The use of light for therapeutic purposes dates back millennia. Light therapy, as a possible treatment for seasonal affective disorders, was first identified in the mid-1980s. In modern psychiatry, bright light therapy has also been shown to be effective and safe for the treatment of non-seasonal major depressive disorder.1 Large-scale cohort analyses showing that both daytime and night-time light exposure are associated with psychiatric diseases reinforce the importance of light for mental health2 and have led to a renewed consideration of the impact of lighting in the urban environment on human health.3 Despite the increasing evidence that lighting has profound and widespread impacts on health and functioning, there remains a notable gap in our understanding of the mechanisms and features of effective light therapy strategies for mood disorders, prompting further in-lab research in humans.
The reproducibility of research findings, and therefore the reliability of clinical recommendations, hinges on proper reporting of the methodological details of a given trial. To this end, reporting checklists and guidelines have been developed for various fields and contexts, including Consolidated Standards of Reporting Trials for clinical trials (CONSORT),4 Strengthening the Reporting of Observational Studies in Epidemiology for observational trials (STROBE)5 and Preferred Reporting Items for Systematic Reviews and Meta-Analyses for systematic reviews (PRISMA).6 Despite their valuable contribution to standardising reporting practices, they sometimes lack the granularity needed to understand individual interventions, such as lighting interventions.
In a review of 19 published studies examining the non-visual impacts of light on health and physiology, we could not find a single metric to quantify light exposure that was reported across all studies.7 As light can vary across numerous attributes—illuminance, spectrum, wavelength, spatial distribution—it is essential that interventions are described precisely. For example, consider two room lighting or light therapy devices delivering 100 lux at eye level by white light, where one is a very bluish ‘cool light’ and the other is very orange ‘warm light’. Without a description of the spectral qualities of the illumination, the two scenarios may be read as similar, yet, the bluish-white light could be at least two times as effective in eliciting non-visual responses, such as those on mood.
Imprecise reporting can have profound consequences for research, healthcare and legislative or clinical recommendations. Without proper descriptors of the light intervention, it is practically impossible to know how much light a participant’s retina was actually exposed to. Consequently, the targeted biological quantity—retinal light exposure—is unknown. Researchers wishing to replicate or build on a given study would be unable to do so. More critically, conducting meta-analyses and aggregating over parametric light variations is impossible without a well-documented description of the light. The existence of considerable interindividual differences in light sensitivity amplifies the importance of precise reporting.8 Without consistent documentation of light interventions, researchers cannot account for these differences effectively, limiting the generalisability of study findings to broader populations and diminishing their clinical utility. Improper reporting in light-related research is equivalent to not reporting the medication dose used in a clinical trial.

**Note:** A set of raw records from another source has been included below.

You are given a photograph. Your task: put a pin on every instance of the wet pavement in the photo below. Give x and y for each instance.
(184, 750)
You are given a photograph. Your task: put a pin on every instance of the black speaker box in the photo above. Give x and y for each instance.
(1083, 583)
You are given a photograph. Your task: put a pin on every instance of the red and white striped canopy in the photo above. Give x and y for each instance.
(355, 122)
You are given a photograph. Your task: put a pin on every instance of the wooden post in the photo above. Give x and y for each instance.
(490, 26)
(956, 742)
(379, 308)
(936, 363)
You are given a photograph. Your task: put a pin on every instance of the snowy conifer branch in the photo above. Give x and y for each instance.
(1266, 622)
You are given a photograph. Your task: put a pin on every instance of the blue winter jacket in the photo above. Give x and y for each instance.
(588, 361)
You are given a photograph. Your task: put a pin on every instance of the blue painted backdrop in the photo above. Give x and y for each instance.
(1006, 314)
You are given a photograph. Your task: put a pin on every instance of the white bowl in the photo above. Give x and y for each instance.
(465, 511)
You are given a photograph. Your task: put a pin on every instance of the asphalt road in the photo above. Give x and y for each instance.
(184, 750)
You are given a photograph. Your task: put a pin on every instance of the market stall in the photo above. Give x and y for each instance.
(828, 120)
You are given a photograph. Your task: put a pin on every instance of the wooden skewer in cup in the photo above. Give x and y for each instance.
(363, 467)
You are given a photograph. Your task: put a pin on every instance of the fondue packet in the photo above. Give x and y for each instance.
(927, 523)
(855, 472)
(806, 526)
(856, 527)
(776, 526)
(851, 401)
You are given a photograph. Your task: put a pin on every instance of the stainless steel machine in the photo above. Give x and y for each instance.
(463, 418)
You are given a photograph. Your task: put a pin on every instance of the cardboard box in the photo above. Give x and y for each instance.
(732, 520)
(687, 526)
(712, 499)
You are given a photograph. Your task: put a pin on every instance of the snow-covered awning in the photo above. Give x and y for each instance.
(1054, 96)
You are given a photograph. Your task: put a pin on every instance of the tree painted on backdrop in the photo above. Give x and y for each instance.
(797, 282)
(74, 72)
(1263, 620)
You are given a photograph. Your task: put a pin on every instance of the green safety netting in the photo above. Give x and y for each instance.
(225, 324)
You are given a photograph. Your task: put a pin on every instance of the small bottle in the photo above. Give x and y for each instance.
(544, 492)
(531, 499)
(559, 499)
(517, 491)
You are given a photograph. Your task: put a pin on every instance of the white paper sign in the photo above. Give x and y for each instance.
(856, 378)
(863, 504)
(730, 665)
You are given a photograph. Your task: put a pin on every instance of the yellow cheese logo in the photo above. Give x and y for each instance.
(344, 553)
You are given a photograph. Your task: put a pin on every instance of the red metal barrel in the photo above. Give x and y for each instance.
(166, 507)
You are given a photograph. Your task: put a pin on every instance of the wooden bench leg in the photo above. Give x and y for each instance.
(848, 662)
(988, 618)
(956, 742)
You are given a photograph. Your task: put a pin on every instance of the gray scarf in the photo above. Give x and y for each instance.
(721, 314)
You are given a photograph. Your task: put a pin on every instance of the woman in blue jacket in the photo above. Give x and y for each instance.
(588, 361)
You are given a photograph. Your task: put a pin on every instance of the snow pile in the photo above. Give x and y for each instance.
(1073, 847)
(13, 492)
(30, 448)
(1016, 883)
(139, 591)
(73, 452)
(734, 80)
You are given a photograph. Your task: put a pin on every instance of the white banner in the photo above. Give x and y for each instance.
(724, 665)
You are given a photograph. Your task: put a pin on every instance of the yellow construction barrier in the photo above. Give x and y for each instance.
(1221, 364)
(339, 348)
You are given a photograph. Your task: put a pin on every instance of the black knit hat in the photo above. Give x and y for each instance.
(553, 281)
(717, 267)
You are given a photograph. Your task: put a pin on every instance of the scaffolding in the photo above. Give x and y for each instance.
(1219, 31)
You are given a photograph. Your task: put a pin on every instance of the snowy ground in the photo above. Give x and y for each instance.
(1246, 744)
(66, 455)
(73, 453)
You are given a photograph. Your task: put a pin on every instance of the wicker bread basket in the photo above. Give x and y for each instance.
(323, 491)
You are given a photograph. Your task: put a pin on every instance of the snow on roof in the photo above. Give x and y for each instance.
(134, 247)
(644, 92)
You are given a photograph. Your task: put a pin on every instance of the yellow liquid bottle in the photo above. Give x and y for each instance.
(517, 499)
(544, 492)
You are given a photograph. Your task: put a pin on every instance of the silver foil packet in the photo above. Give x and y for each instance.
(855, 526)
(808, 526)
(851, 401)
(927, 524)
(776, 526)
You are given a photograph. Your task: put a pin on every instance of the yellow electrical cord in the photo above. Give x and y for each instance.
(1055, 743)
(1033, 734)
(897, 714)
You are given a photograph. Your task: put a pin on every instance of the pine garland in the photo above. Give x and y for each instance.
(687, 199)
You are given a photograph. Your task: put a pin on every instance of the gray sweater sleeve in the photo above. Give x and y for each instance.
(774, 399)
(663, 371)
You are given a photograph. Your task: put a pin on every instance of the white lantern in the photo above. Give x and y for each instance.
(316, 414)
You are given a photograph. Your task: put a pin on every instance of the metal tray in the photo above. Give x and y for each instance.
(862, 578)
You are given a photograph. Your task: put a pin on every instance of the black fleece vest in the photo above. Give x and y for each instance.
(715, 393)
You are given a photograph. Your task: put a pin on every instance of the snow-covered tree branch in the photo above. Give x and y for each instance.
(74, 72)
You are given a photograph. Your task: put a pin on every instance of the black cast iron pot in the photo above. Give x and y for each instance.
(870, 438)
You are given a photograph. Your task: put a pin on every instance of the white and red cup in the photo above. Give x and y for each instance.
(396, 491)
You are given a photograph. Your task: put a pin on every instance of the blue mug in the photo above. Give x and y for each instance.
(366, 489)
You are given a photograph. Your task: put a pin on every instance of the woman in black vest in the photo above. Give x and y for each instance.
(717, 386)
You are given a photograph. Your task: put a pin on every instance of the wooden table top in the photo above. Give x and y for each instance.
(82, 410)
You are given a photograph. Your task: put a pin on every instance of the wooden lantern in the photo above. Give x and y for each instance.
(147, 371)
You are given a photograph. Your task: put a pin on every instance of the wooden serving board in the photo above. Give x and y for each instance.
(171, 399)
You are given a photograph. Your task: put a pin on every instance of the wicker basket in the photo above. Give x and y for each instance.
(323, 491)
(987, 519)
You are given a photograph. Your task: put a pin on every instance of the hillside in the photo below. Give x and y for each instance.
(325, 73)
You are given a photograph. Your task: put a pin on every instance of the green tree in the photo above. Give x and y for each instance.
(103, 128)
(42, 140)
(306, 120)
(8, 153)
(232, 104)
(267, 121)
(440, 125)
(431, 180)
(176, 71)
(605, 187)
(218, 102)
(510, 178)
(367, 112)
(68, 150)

To develop a consistent and systematic approach to reporting light interventions, we, the ENLIGHT (Expert Network on LIGHT Interventions) Steering Committee supported by the ENLIGHT Consortium, conducted a four-step modified Delphi process to establish consensus on the items and metrics to include in a reporting checklist.7 This process had three questionnaire-based feedback rounds and one face-to-face group discussion round involving international experts (final n=60). An initial list of 61 items related to reporting light-based interventions was condensed through expert consensus to create a final checklist of 25 items, which underwent additional piloting before official release.
Our ENLIGHT Checklist represents a crucial step as the first consensus-based framework for documenting and reporting light interventions in human studies. Implementing this checklist promises to significantly enhance the impact of light-based research by ensuring comprehensive documentation, facilitating reproducibility and enabling data aggregation across studies. Given the increasing focus on light and sleep/circadian rhythm research in the context of mental health conditions (e.g, a recent report on sleep and circadian rhythms and mental health which preceded a targeted funding call9), the harmonisation of reporting across studies is both critical and timely. The widespread adoption of standardised reporting practices (such as our ENLIGHT Checklist) will contribute to a better understanding of the biological mechanisms underlying the effects of light therapy in mood disorders and, ultimately, to the development of more effective and reproducible evidence-based therapies for these debilitating conditions.